23-Jährige kommt mit einem blauen Auge davon
Eine junge Frau sticht einer anderen in die Schulter. Für die Staatsanwaltschaft ein versuchter Totschlag, doch das Schwurgericht findet das nicht.
Nach zweieinhalb Monaten endete am Dienstag der Prozess gegen eine 23-jährige Frau am Landgericht Dresden. Als der Vorsitzende Richter Herbert Pröls das Strafmaß verkündet, bricht die Angeklagte in Tränen aus. Offensichtlich hatte sie dieses Urteil nicht erwartet. Jaqueline S. erhält eine Freiheitsstrafe von zwei Jahren und neun Monaten – wegen gefährlicher Körperverletzung. So hatte es auch ihr Verteidiger Ulf Israel gefordert. Die Staatsanwältin war bis zuletzt von einem versuchten Totschlag ausgegangen und hatte drei Jahre und acht Monate Haft gefordert. Einig waren sich alle Beteiligten, dass die drogensüchtige Frau vermindert schuldfähig war.
Am 22. Juni vergangenen Jahres hatte Jaqueline S. „spontan und aus Wut“einer früheren Freundin und Mitbewohnerin mit einem Messer von hinten in die linke Schulter gestochen. Die Verletzung sei glücklicherweise nicht lebensbedrohlich gewesen, so Pröls. In seiner Urteilsbegründung beschreibt der Vorsitzende, wie es zu der Eskalation auf dem Gelände des ehemaligen Linoleumwerks im Hohnsteiner Ortsteil Kohlmühle gekommen war.
Die Angeklagte hatte dort seit 2021 gelebt. Der Besitzer der Ruine bietet Leuten Wohnraum, die dort kleinere Sanierungsarbeiten durchführen. Auch das 38-jährige Opfer hatte später dort gewohnt, war zunächst gut mit Jaqueline befreundet. Man habe sich gut verstanden und „wechselseitig unterstützt“, so Pröls, auch was den Bezug von Crystal anging. Irgendwann jedoch hätten sich die beiden Frauen zerstritten, die 38-Jährige soll mit dem Stiefvater der Angeklagten, der ebenfalls in dem Komplex lebte eine Beziehung, ein „wie auch immer geartetes Näheverhältnis“eingegangen sein, während die Angeklagte mit deren Ex-Freund eine Beziehung eingegangen sein soll. Kurz: Es war kompliziert.
Am Tattag habe es zunächst Streit mit dem Freund gegeben, den Jaqueline S. bei der Auseinandersetzung geschlagen habe. In der Folge habe sie dann auch auf die 38Jährige eingestochen. Pröls sprach von „einem Aggressionspotenzial, das nach Entladung gesucht habe“. Einen Tötungsvorsatz verneinte das Gericht, die Angeklagte habe nach dem ersten Stich abgelassen.
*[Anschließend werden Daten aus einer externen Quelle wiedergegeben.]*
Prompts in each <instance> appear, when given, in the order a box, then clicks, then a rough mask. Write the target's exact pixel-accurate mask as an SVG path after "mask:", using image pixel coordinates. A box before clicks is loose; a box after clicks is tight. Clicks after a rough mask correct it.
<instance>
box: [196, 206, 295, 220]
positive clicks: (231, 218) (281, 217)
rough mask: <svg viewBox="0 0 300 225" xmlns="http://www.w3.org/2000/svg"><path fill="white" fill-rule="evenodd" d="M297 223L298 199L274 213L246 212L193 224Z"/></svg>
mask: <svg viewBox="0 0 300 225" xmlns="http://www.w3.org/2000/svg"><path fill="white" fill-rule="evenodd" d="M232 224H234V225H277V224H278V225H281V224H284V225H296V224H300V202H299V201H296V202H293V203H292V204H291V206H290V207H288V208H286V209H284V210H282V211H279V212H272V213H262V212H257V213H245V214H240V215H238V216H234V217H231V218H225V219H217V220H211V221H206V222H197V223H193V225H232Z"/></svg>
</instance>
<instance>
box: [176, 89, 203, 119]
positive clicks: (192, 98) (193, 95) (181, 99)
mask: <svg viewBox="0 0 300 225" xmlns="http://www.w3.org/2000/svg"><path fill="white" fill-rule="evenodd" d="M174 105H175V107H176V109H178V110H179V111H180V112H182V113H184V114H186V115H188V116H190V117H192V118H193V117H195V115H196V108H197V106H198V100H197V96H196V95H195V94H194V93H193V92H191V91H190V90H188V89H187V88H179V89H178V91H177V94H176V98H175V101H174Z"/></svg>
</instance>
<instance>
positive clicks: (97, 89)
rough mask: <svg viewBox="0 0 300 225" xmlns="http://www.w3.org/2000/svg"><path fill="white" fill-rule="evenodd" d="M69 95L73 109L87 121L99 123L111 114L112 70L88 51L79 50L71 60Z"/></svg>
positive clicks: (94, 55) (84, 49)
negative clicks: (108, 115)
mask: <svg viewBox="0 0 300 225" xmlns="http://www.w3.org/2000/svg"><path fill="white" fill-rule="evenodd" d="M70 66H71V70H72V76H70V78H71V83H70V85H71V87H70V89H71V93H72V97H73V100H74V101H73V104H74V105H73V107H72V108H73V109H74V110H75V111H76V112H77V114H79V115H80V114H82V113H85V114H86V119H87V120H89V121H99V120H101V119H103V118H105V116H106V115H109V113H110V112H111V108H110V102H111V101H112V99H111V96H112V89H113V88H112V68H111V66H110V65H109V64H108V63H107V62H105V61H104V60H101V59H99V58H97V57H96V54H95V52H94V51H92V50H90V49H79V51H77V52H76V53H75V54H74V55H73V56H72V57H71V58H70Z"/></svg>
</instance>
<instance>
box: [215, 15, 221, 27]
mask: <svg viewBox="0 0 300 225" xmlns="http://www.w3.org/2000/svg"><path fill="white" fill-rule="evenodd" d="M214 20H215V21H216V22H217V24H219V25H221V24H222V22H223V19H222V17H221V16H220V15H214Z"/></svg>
Die Frau sitzt seit der Tat in Haft, wo sie dabei ist, einen Hauptschulabschluss zu machen. Sie stammt aus einer prekären Familie, kam mit 13 in ein Heim und nimmt seitdem Crystal. Die Vorwürfe hatte sie zum Prozessauftakt gestanden. Am Montag bedauerte sie die Tat erneut und bat um eine Therapie.